As described above in detail, the semiconductor memory of the present invention is provided with a diode circuit that generates a voltage drop approximately equal to the voltage drop of a load circuit including a clamp diode of a memory cell as a read/write control circuit, and transfers the voltage drop to an emitter follower. Since the circuit is configured to generate a resistance across a resistance having a low resistance value, it has the effect of widening the tolerance range of the on-voltage of the clamp diode and shortening the transition time between reading and writing. There is. Therefore, according to the present invention, a semiconductor memory having a read/write control circuit capable of high-speed operation with high yield can be obtained.

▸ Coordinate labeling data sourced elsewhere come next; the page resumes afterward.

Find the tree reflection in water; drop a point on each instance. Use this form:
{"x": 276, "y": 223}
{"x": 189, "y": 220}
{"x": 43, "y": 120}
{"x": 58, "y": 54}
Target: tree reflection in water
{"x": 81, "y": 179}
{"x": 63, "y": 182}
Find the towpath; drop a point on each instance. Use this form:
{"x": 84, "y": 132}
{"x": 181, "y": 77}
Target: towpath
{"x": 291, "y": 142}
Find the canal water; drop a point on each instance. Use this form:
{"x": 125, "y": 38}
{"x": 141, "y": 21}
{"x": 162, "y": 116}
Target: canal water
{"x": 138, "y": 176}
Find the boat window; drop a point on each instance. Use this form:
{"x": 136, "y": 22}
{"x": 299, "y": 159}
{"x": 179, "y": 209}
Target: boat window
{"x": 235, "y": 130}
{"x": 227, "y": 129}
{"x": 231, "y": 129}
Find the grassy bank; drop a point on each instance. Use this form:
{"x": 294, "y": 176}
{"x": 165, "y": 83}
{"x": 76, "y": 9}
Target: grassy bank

[Brief explanation of drawings]

FIG. 1 and FIG. 2 respectively show the first embodiment of the present invention. A circuit diagram showing the main parts of the second embodiment, and FIGS. 3 and 4 are circuit diagrams showing the main parts of the conventional example. 1) C1, DC2, D) Ll... Schottky diode, Di-42... Diode, 1)
i) C...Diode circuit, IHI, IH2,
IHn, ISI, IS2. IWR, IWO. IWI... Constant current source, MCI, MC2, MC
n...Memory cell, Ql, Q2. QCl, QC
2,QI(,0,Ql(,1,QWO,QWI,QW
OO, QWIO, QWTI. QWT2. QWTn-...NPN type transistor,
RBl, RCI, RC2,f(, Jl(, WOo
, 1-LWIO, R-E...Resistance, RWC...
...Read/write control circuit, 8A...Sense amplifier, vCC...[Source, WTI, WT2
゜WTn...Selection terminal. Agent: Susumu Uchihara, Patent Attorney, Pa.)゛. -1)

Claims (3)

[Claims] (1) In a semiconductor memory having a memory cell array in which a plurality of memory cells are arranged, and a read/write control circuit that controls reading and writing by switching the read current of a selected memory cell in the memory cell array, The control circuit includes a first diode that causes substantially the same voltage drop as a load circuit including a clamp diode of the selected memory cell by flowing the same current as the read current, and one end of the control circuit is connected to a first power source. a second diode having a cathode connected to the other end of the diode circuit and an anode connected to the first node; one end connected to the first node and the other end connected to a second power source; a first resistor whose base is connected to the first resistor;
a first transistor whose emitter is connected to the first power supply via a second resistor and whose collector is connected to the second node; the base is connected to the comparison input terminal and the emitter is connected to the second node; are connected to the third node, a first constant current source whose one end is connected to the first power supply and the other end is connected to the second node, and one end of which is connected to the third node. a third resistor whose other end is connected to the second power supply at the node, and whose base is a signal input terminal when writing "1" and whose emitter is commonly connected to the signal input terminal when writing "0", and which is connected to the second node. third and fourth transistors whose collectors are connected to the fourth and fifth nodes, respectively, one ends of which are commonly connected to the third node, and the other ends of which are connected to the fourth and fifth nodes, respectively; fourth and fifth resistors, the base of which is connected to the fourth node, the emitter of which is connected to the first power source via a second constant current source, and the collector of which is connected to the first output terminal of the fourth node; fifth transistors each connected to a power supply; a base connected to the fifth node; an emitter connected to the first power supply via a third constant current source; and a collector connected to the second output terminal. A semiconductor memory comprising: sixth transistors each connected to a power source. (2) The semiconductor memory according to claim (1), wherein the diode circuit comprises the first diode alone or a sixth resistor connected in parallel with the first diode. (3) The semiconductor memory according to claim (1), wherein the ratio of the resistance values of the third resistor and the second resistor is 0.5.